Pr. Cleber Montes Moreira


Deus se apresenta a nós em sua Palavra em linguagem humana; para o nosso entendimento, na Bíblia, Ele é chamado de Pai. Pai é genitor, é aquele que transmite ao filho o seu DNA. O Criador planejou isso quando nos formou: “E disse Deus: Façamos o homem à nossa imagem, conforme a nossa semelhança...” (Gênesis 1:26). Este verso revela a intenção divina de transmitir a nós virtudes encontradas em Seu Ser.

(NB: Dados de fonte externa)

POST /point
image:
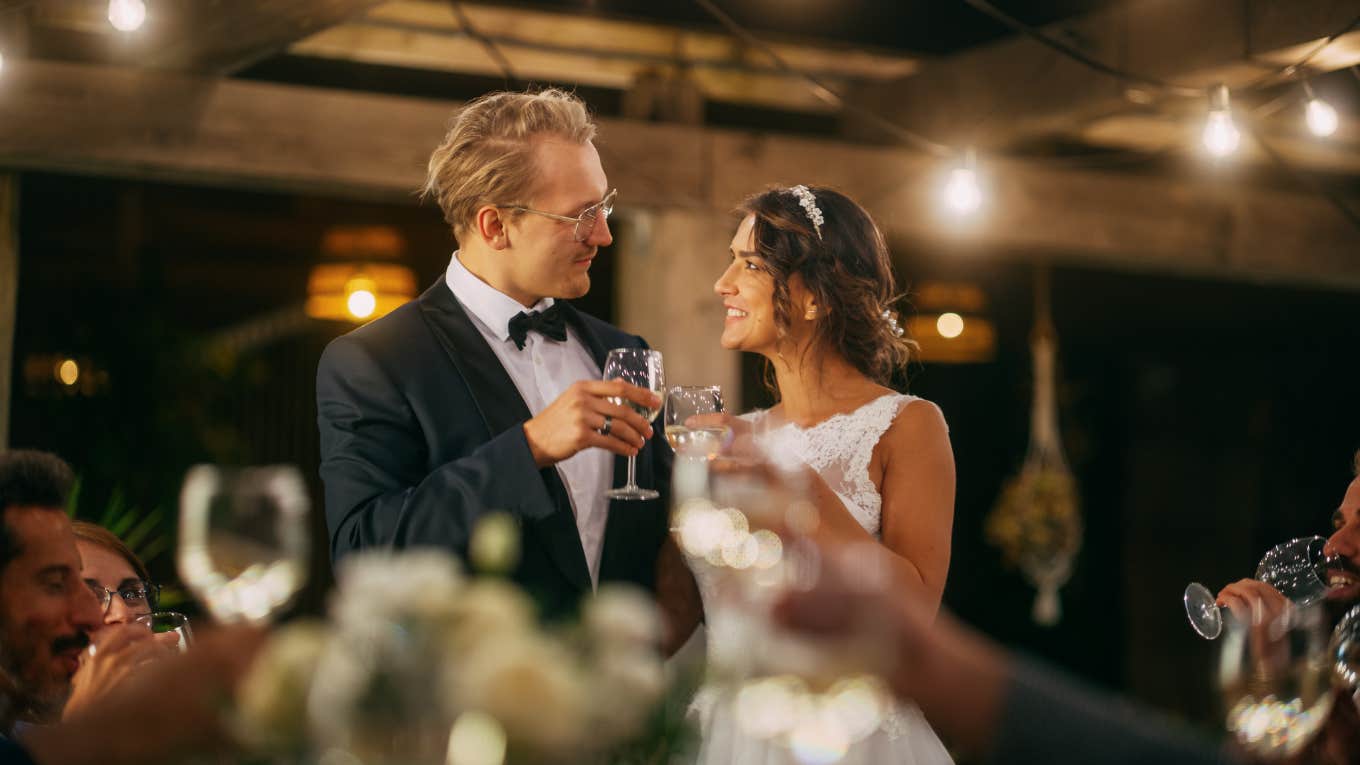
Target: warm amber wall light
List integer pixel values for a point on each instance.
(358, 291)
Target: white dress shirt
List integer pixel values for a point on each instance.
(541, 372)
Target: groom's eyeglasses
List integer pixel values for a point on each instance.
(585, 222)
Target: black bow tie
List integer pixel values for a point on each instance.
(548, 323)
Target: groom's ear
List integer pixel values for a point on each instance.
(490, 226)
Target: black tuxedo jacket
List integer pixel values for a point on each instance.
(422, 434)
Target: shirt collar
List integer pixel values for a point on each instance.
(488, 305)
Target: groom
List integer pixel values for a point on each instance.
(484, 394)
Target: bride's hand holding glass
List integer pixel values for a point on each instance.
(697, 421)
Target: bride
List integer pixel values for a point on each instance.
(809, 287)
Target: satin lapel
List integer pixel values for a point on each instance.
(599, 353)
(501, 407)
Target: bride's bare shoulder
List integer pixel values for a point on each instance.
(918, 425)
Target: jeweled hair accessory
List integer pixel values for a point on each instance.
(809, 206)
(891, 319)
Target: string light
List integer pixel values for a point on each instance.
(962, 193)
(127, 15)
(1319, 115)
(1220, 135)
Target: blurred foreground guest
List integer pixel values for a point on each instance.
(971, 690)
(46, 613)
(167, 712)
(123, 587)
(1257, 602)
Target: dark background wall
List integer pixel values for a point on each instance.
(1204, 421)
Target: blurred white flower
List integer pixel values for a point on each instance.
(624, 688)
(622, 615)
(486, 610)
(532, 686)
(386, 586)
(272, 698)
(476, 739)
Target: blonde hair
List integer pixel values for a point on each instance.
(487, 154)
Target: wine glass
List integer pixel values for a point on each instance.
(1295, 568)
(684, 402)
(244, 539)
(1276, 681)
(169, 621)
(641, 368)
(1345, 649)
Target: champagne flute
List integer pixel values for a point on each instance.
(1296, 568)
(1276, 681)
(169, 621)
(684, 402)
(641, 368)
(244, 539)
(1345, 651)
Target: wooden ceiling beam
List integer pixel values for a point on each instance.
(206, 37)
(1017, 90)
(267, 136)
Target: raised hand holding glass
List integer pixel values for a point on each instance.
(641, 368)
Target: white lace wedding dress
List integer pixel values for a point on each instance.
(839, 449)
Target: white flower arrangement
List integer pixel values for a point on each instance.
(412, 648)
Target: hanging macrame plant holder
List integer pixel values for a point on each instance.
(1037, 522)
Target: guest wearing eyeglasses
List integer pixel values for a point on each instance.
(121, 584)
(113, 573)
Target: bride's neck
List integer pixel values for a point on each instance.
(813, 387)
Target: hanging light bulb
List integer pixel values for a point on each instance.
(127, 15)
(1319, 115)
(1322, 117)
(962, 193)
(1220, 135)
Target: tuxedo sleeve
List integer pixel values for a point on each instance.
(1047, 718)
(374, 466)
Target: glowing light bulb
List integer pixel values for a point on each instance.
(1220, 135)
(949, 326)
(127, 15)
(962, 192)
(1322, 117)
(68, 372)
(361, 304)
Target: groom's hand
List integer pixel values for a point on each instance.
(574, 421)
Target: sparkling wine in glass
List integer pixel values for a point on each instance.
(1276, 681)
(684, 402)
(641, 368)
(244, 539)
(169, 621)
(1345, 651)
(1296, 568)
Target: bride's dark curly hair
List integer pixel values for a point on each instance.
(847, 270)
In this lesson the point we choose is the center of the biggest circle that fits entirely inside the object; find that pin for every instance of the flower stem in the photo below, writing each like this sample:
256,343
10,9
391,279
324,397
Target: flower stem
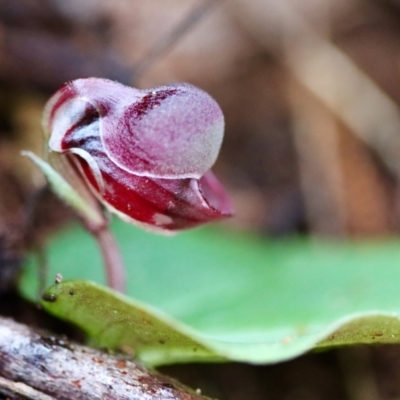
112,259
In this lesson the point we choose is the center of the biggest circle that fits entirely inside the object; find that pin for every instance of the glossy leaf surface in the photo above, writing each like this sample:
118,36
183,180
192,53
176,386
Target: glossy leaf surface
242,298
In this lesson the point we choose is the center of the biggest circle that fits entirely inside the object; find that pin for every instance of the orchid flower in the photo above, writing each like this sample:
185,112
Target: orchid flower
145,155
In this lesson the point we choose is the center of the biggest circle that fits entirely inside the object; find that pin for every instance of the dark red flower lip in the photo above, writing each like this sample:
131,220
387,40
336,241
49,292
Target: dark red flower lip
146,155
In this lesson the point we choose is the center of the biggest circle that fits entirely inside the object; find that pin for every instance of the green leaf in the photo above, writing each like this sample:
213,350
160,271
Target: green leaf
232,297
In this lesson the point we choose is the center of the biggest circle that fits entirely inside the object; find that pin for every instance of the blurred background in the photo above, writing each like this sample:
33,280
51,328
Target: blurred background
310,90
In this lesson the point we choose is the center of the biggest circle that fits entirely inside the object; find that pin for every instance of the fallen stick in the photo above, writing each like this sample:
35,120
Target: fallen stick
38,365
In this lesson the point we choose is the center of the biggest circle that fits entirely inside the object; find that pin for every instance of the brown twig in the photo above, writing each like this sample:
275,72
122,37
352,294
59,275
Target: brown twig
56,367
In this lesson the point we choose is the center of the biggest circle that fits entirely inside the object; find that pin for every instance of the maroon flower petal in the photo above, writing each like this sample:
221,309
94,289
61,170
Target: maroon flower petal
168,132
145,155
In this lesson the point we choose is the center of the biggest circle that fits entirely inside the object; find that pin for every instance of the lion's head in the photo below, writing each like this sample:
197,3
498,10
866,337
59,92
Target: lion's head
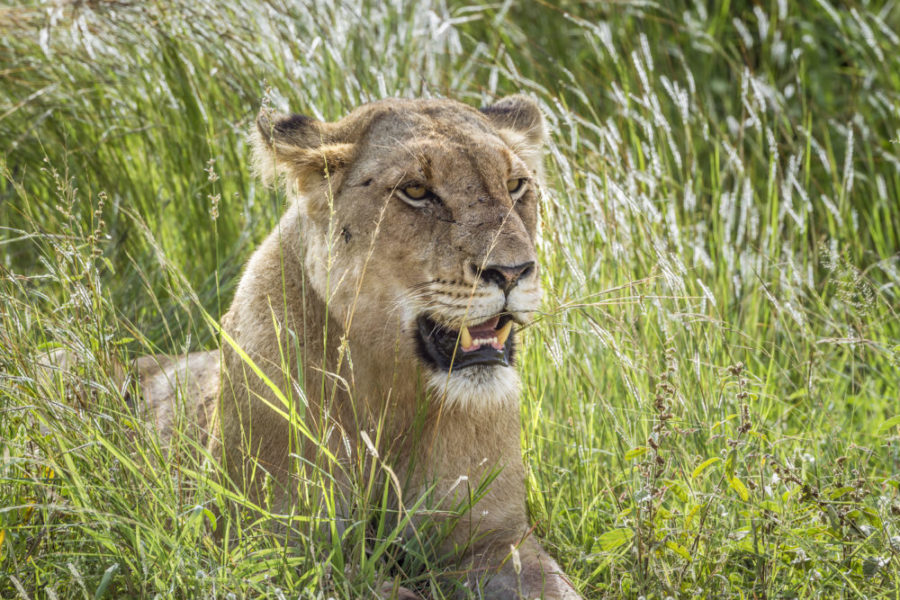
419,220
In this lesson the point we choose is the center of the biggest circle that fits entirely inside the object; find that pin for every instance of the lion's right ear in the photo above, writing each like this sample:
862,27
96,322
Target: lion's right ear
297,150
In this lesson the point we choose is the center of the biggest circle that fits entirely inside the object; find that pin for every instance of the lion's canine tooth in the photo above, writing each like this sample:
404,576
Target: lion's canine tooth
503,334
465,338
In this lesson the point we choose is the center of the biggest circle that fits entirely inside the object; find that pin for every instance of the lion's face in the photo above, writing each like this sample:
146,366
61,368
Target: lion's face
421,235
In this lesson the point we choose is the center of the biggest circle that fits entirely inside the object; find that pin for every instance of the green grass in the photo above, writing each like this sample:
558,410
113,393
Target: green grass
710,398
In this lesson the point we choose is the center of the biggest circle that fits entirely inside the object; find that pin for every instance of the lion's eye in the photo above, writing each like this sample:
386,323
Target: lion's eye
415,195
515,186
416,192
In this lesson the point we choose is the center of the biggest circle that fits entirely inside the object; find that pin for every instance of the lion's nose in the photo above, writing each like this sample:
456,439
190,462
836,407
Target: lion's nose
505,277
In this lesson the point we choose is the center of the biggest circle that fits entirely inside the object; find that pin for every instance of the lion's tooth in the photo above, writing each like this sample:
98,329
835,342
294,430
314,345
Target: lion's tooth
465,338
503,334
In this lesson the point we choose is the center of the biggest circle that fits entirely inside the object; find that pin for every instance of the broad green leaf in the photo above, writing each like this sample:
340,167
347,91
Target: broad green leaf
679,550
614,538
738,486
889,424
636,452
703,466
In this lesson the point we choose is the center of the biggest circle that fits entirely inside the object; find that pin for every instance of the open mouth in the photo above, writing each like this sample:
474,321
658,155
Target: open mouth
487,343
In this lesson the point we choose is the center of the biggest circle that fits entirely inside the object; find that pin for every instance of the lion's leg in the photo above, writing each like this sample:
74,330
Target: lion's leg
527,573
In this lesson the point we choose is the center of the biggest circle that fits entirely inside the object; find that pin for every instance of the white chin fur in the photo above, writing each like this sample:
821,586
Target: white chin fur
475,388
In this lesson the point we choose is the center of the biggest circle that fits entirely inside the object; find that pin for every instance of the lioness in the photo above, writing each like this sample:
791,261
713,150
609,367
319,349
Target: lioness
392,287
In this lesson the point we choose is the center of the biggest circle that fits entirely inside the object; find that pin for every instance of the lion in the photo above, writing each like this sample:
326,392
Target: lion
388,299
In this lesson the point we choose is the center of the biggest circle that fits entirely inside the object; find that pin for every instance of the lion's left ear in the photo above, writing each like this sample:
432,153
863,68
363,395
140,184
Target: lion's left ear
521,125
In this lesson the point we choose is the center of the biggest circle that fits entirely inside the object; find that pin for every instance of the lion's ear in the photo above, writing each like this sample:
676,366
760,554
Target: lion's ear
297,149
521,125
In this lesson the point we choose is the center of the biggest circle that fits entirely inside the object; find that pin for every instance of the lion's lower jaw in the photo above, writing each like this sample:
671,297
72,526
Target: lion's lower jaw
475,388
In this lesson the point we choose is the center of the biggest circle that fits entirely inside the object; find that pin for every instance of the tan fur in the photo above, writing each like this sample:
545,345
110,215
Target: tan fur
336,289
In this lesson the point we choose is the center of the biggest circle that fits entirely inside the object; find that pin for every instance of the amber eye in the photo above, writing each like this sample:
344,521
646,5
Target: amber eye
416,192
416,195
513,186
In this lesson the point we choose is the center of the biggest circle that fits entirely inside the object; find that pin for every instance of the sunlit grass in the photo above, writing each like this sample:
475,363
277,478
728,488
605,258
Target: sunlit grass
709,398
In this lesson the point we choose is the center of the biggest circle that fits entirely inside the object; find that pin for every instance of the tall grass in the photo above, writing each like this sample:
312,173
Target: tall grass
711,398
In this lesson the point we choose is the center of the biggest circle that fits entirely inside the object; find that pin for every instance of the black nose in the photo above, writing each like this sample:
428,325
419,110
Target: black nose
504,277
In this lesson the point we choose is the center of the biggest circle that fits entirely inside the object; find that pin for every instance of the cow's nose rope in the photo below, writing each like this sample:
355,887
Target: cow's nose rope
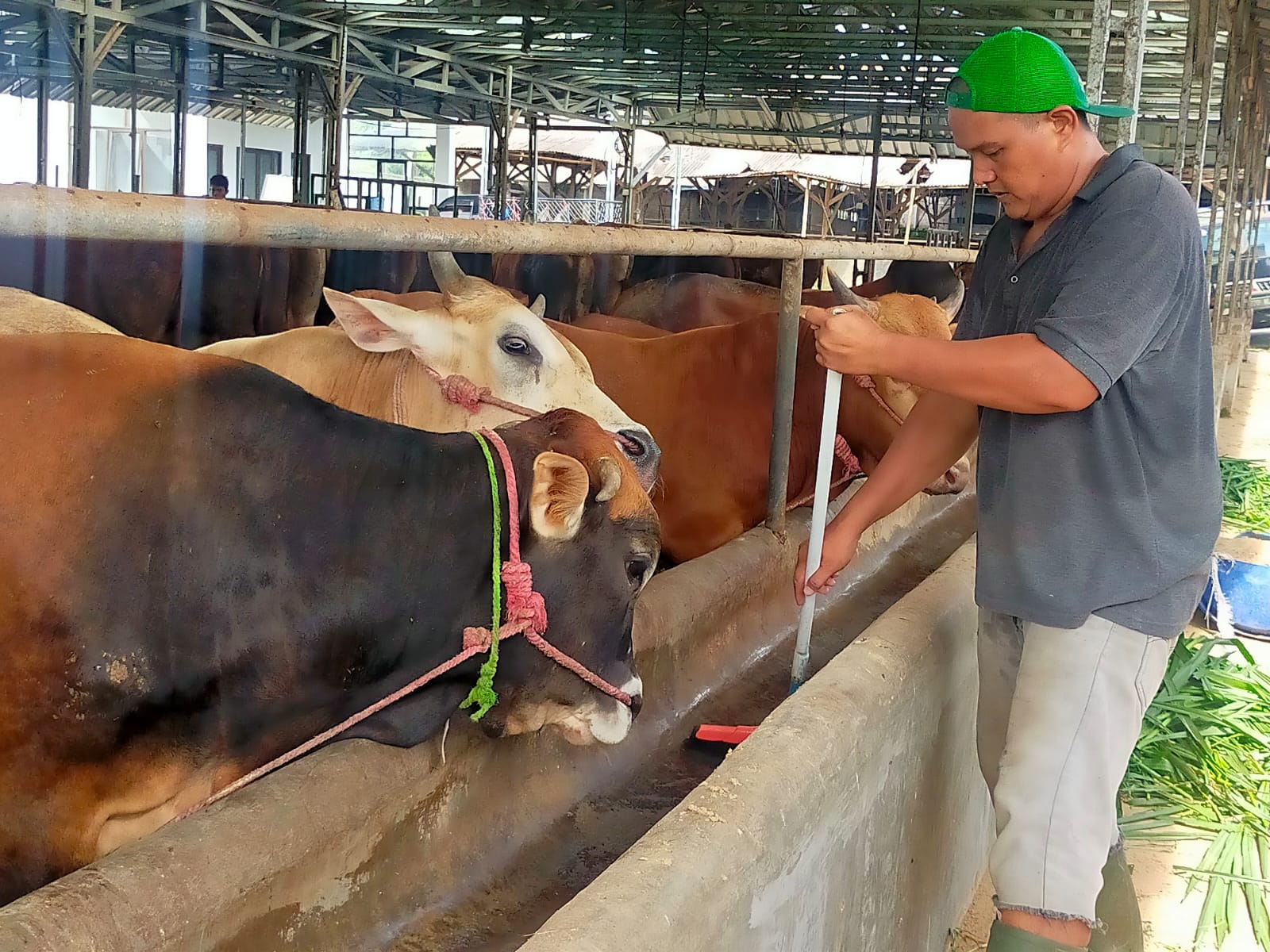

Ele nos fez seres espirituais, emocionais, morais, com capacidade intelectiva, com competência para administrar e dominar sobre a criação, seres sociais para nos relacionarmos com Ele e com os semelhantes... Mesmo tendo o pecado nos desviado do propósito divino – “Porque todos pecaram e destituídos estão da glória de Deus” (Romanos 3:23) – ainda vemos em nós muitas virtudes transmitidas pelo Criador.

Embora o mundo tenha sido corrompido por causa do pecado, o Novo Testamento nos fala de uma nova criação da qual sucede a geração dos salvos. Jesus fala para Nicodemos do “nascer de novo” (João 3:3), Tiago escreve que Deus, Segundo a sua vontade, nos gerou pela palavra da verdade, para que fôssemos como primícias das suas criaturas (Tiago 1:18). E Jesus nos ensina que este nascimento não é da carne ou do sangue, ou seja, não se trata de um nascimento físico, mas de Deus: “O que é nascido da carne é carne, e o que é nascido do Espírito é espírito” (Leia João 1:13; 3:6). Eis o motivo pelo qual os salvos – aqueles que experimentaram o novo nascimento – podem chamar a Deus de Pai e ter tal intimidade com Ele.

O que nos faz filhos de Deus não é o nascimento natural, mas o espiritual. Deus é Pai, não para as criaturas, mas para os regenerados. A pergunta que cada qual deve fazer é: Eu sou filho ou apenas criatura? Eu fui gerado pelo Pai? Eu já experimentei o milagre do novo nascimento? Pense nisso!